Direct Soft-Policy Sampling via Langevin Dynamics
Soft policies in reinforcement learning define policies as Boltzmann distributions over state-action value functions, providing a principled mechanism for balancing exploration and exploitation. However, realizing such soft policies in practice remains challenging. Existing approaches either depend on parametric policies with limited expressivity or employ diffusion-based policies whose intractable likelihoods hinder reliable entropy estimation in soft policy objectives. We address this challenge by directly realizing soft-policy sampling via Langevin dynamics driven by the action gradient of the Q-function. This perspective leads to Langevin Q-Learning (LQL), which samples actions from the target Boltzmann distribution without explicitly parameterizing the policy. However, directly applying Langevin dynamics suffers from slow mixing in high-dimensional and non-convex Q-landscapes, limiting its practical effectiveness. To overcome this, we propose Noise-Conditioned Langevin Q-Learning (NC-LQL), which integrates multi-scale noise perturbations into the value function. NC-LQL learns a noise-conditioned Q-function that induces a sequence of progressively smoothed value landscapes, enabling sampling to transition from global exploration to precise mode refinement. On OpenAI Gym MuJoCo benchmarks, NC-LQL achieves competitive performance compared to state-of-the-art diffusion-based methods, providing a simple yet powerful solution for online RL.
💡 Research Summary
The paper tackles the long‑standing problem of realizing soft policies—policies defined as Boltzmann distributions over state‑action values—in practical reinforcement learning. Traditional actor‑critic methods rely on parametric Gaussian actors, which lack the expressivity to capture multimodal Boltzmann distributions, while recent diffusion‑based policies achieve higher expressivity at the cost of intractable policy densities and expensive entropy estimation.
The authors observe that the score function of a soft policy, ∇ₐ log π_soft(a|s), is exactly the action‑gradient of the Q‑function, ∇ₐ Q(s,a). This insight eliminates the need for a separate score estimator: the Q‑network itself provides the exact score of the target distribution. Consequently, they propose Langevin Q‑Learning (LQL), an actor‑free algorithm that samples actions directly from the Boltzmann distribution by running Langevin dynamics driven by ∇ₐ Q(s,a).

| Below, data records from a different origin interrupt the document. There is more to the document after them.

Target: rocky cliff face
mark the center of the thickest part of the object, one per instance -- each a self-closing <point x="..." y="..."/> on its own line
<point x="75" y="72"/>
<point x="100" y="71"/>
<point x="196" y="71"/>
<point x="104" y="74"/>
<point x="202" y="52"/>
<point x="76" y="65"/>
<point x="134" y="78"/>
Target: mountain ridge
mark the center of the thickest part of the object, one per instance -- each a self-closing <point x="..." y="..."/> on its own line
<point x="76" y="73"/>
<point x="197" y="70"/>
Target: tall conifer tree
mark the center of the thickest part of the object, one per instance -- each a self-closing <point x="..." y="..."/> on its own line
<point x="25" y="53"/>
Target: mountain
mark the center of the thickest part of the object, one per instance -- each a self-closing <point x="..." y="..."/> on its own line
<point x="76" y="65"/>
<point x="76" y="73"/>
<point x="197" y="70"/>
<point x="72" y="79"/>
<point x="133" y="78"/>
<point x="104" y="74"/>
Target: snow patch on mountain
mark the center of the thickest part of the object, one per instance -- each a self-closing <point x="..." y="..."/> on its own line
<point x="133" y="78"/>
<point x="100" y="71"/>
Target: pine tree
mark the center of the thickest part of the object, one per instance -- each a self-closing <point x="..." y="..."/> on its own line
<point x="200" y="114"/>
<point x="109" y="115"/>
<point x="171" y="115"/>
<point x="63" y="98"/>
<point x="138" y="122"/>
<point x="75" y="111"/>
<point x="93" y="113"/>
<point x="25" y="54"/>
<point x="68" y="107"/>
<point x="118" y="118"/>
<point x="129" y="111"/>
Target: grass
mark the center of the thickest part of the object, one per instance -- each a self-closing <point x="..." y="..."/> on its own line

The update rule is
aₜ = aₜ₋₁ + (ε/2) ∇ₐ Q(s,aₜ₋₁) + √ε zₜ, zₜ∼N(0,I).
In the limit of infinitesimal step size ε and infinite steps T, the resulting a_T follows the exact soft policy. LQL therefore removes the actor network, avoids any entropy term, and guarantees that the sampled actions are mathematically correct draws from the target distribution.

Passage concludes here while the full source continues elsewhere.